When she had arrived in this town the day before, her strongest desire had been to see, not the more famous sights, but the house in which this editor had lived while doing the better part of his work, a personal account of which she had read by his granddaughter. She had taken pains to ask each person she met if he or she knew where this house might be. No one had been able to tell her, and as she ran out of time, she had given up the idea of finding it.

Some of the longer stories are as unsuccessful as the short ones, and sadly go on too long, but at least the short ones are short. "We Miss You: A Study of Get-Well Letters from a Class of Fourth Graders"—a rumination on letters written by children to a classmate in the hospital—reveals very little and barely humors the reader, who is forced to endure page after page of tedious pseudo-intellectual analysis of school children's letters, as if the letters are important and meaningful correspondence calling for study.

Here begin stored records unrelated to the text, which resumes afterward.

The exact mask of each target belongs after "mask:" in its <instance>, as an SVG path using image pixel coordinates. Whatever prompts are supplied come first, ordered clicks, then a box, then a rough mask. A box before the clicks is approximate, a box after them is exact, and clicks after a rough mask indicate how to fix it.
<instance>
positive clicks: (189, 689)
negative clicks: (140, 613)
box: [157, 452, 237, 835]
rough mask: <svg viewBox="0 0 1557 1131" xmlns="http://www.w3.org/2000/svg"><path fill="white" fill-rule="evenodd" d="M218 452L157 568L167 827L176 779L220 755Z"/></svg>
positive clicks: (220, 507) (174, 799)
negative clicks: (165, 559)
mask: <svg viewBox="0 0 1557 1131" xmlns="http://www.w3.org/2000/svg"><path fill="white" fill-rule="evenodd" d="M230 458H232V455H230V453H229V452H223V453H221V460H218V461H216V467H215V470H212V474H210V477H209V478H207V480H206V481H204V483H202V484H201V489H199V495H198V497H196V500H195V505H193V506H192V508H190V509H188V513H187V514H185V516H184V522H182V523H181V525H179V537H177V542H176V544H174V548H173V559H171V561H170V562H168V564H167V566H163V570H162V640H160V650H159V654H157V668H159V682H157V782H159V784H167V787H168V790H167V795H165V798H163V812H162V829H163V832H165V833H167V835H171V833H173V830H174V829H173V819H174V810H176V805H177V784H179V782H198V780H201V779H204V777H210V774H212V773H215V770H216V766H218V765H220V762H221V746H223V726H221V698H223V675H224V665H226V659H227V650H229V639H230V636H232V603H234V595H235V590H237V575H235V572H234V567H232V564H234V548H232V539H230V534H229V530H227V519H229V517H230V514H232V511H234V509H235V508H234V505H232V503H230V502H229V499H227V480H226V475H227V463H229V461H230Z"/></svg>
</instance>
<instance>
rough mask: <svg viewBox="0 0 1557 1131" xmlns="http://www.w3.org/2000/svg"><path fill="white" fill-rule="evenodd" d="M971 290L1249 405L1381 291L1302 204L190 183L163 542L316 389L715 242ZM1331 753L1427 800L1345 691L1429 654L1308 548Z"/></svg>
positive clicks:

Surely we've seen this sort of treatment before—the overblown analysis of the mundane for humorous purpose—just look at any fanzine from the 1990's. "Mrs. D and Her Maids," which seems to be an imagining of what Davis's life would be like if she lived in the early twentieth century, has some gently amusing moments, but more often, the story comes off as the whining of a privileged woman complaining about the hired help.

Davis has written much better books than this, and collections like Samuel Johnson is Indignant and Almost No Memory cover pretty much the same territory—the shrewd, barbed, elegant and pithy short-short—and in much better fashion. Perhaps her style was ruined by the years she spent translating Proust. Hopefully, the smart, witty, insightful Davis will return soon.